Is there a recent research project have you been working on that you’d like to share with us? 

I am currently involved in an AOTF (American Occupational Therapy Foundation) supported study examining the access to and effectiveness of occupational therapy in home health stroke rehab in Tennessee Medicaid patients. We are looking at SDOH as well as differences in treatment provided in rural versus urban areas. 

My role in this study has included providing background information on practice interventions used, identifying ICD-10 codes for the study, selecting relevant CPT codes indicating OT involvement in the POC of clients, performing literature review and drafting a preliminary scoping review of the topic. 

What would you like the public to know about your research and why it is important? 

It is vital that we identify intervention strategies that result in the best outcomes for our clients. As the number of older adults continues to increase, there is increased burden on the healthcare system to maximize benefit to clients to reduce long term illness and disability. Payors need to understand which services are most efficacious and cost effective in order to stay competitive and to reduce expense associated with stroke.

What are the most interesting or surprising findings from your work so far? 

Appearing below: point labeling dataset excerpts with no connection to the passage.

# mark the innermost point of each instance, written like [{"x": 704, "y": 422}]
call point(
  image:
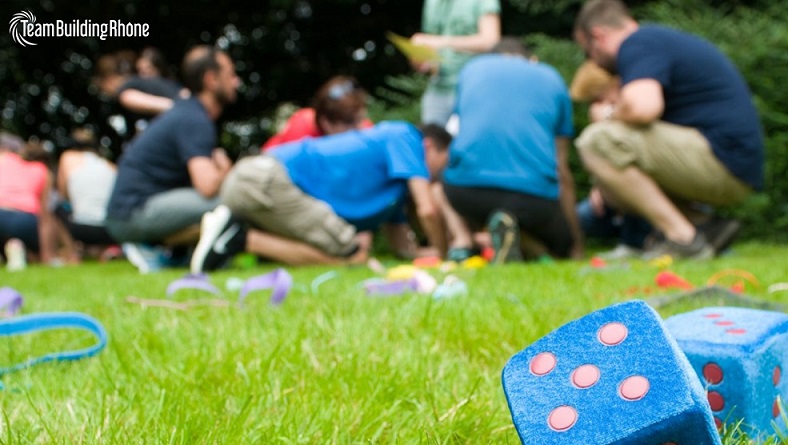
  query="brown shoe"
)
[{"x": 698, "y": 249}]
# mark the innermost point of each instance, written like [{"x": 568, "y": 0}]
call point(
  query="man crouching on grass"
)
[{"x": 305, "y": 202}]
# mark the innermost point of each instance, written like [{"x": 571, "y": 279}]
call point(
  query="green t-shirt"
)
[{"x": 453, "y": 18}]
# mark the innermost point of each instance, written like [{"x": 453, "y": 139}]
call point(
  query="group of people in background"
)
[{"x": 673, "y": 136}]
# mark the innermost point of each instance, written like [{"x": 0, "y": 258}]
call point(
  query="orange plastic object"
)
[{"x": 668, "y": 280}]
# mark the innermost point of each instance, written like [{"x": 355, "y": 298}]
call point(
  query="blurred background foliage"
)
[{"x": 284, "y": 49}]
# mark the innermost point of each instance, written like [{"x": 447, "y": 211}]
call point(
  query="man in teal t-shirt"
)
[{"x": 509, "y": 161}]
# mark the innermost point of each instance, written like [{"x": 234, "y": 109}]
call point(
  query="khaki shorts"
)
[
  {"x": 679, "y": 159},
  {"x": 259, "y": 191}
]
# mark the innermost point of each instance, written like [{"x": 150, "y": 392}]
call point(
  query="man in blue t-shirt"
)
[
  {"x": 170, "y": 174},
  {"x": 508, "y": 165},
  {"x": 305, "y": 201},
  {"x": 684, "y": 128}
]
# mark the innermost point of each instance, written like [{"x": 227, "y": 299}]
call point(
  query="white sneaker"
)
[
  {"x": 221, "y": 237},
  {"x": 15, "y": 254},
  {"x": 621, "y": 252}
]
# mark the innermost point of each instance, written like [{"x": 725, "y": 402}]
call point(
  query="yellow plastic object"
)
[
  {"x": 404, "y": 272},
  {"x": 662, "y": 262},
  {"x": 474, "y": 262}
]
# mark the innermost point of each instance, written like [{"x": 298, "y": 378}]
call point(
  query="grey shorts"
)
[
  {"x": 259, "y": 191},
  {"x": 678, "y": 158},
  {"x": 162, "y": 215}
]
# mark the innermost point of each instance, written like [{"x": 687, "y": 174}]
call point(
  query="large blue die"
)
[
  {"x": 739, "y": 353},
  {"x": 614, "y": 376}
]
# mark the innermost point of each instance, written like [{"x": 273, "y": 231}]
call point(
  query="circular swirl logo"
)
[{"x": 15, "y": 27}]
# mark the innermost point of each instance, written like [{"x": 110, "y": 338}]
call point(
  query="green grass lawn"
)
[{"x": 331, "y": 366}]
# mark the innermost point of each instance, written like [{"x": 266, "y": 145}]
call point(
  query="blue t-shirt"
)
[
  {"x": 155, "y": 86},
  {"x": 703, "y": 90},
  {"x": 362, "y": 174},
  {"x": 156, "y": 160},
  {"x": 511, "y": 110}
]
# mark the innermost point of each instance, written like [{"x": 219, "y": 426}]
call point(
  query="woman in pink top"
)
[
  {"x": 339, "y": 105},
  {"x": 25, "y": 183}
]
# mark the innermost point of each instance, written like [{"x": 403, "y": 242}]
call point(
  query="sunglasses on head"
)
[{"x": 341, "y": 90}]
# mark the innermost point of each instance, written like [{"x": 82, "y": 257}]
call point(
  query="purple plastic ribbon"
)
[
  {"x": 10, "y": 301},
  {"x": 279, "y": 281},
  {"x": 381, "y": 287},
  {"x": 190, "y": 281}
]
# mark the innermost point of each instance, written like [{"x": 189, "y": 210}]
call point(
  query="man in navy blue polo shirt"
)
[
  {"x": 170, "y": 175},
  {"x": 684, "y": 128}
]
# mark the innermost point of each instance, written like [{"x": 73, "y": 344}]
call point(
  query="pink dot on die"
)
[
  {"x": 585, "y": 376},
  {"x": 716, "y": 401},
  {"x": 562, "y": 418},
  {"x": 634, "y": 388},
  {"x": 543, "y": 363},
  {"x": 712, "y": 373},
  {"x": 612, "y": 334}
]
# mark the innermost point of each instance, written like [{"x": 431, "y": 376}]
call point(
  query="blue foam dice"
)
[
  {"x": 739, "y": 354},
  {"x": 614, "y": 376}
]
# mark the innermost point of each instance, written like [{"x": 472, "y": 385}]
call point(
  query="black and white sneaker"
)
[{"x": 221, "y": 237}]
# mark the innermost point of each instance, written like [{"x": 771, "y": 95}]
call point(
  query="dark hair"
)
[
  {"x": 511, "y": 45},
  {"x": 610, "y": 13},
  {"x": 81, "y": 139},
  {"x": 34, "y": 151},
  {"x": 156, "y": 59},
  {"x": 438, "y": 134},
  {"x": 339, "y": 100},
  {"x": 198, "y": 61}
]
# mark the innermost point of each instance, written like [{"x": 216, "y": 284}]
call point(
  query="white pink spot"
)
[
  {"x": 562, "y": 418},
  {"x": 542, "y": 364},
  {"x": 612, "y": 334},
  {"x": 585, "y": 376},
  {"x": 633, "y": 388}
]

One thing I have found interesting is how little communication occurs between healthcare providers in different practice settings. Although stroke survivors often receive care in multiple clinical setting, these providers have little contact with one another resulting in duplication of services and poorer outcomes.

What do you like to do outside of the lab? Do you have any personal hobbies or interests?

I love the outdoors! I enjoy camping, travel, riding ATVs, shooting guns, and doing gardening and landscaping. I also enjoy volunteering with Habitat for Humanity and the Memphis Union Mission.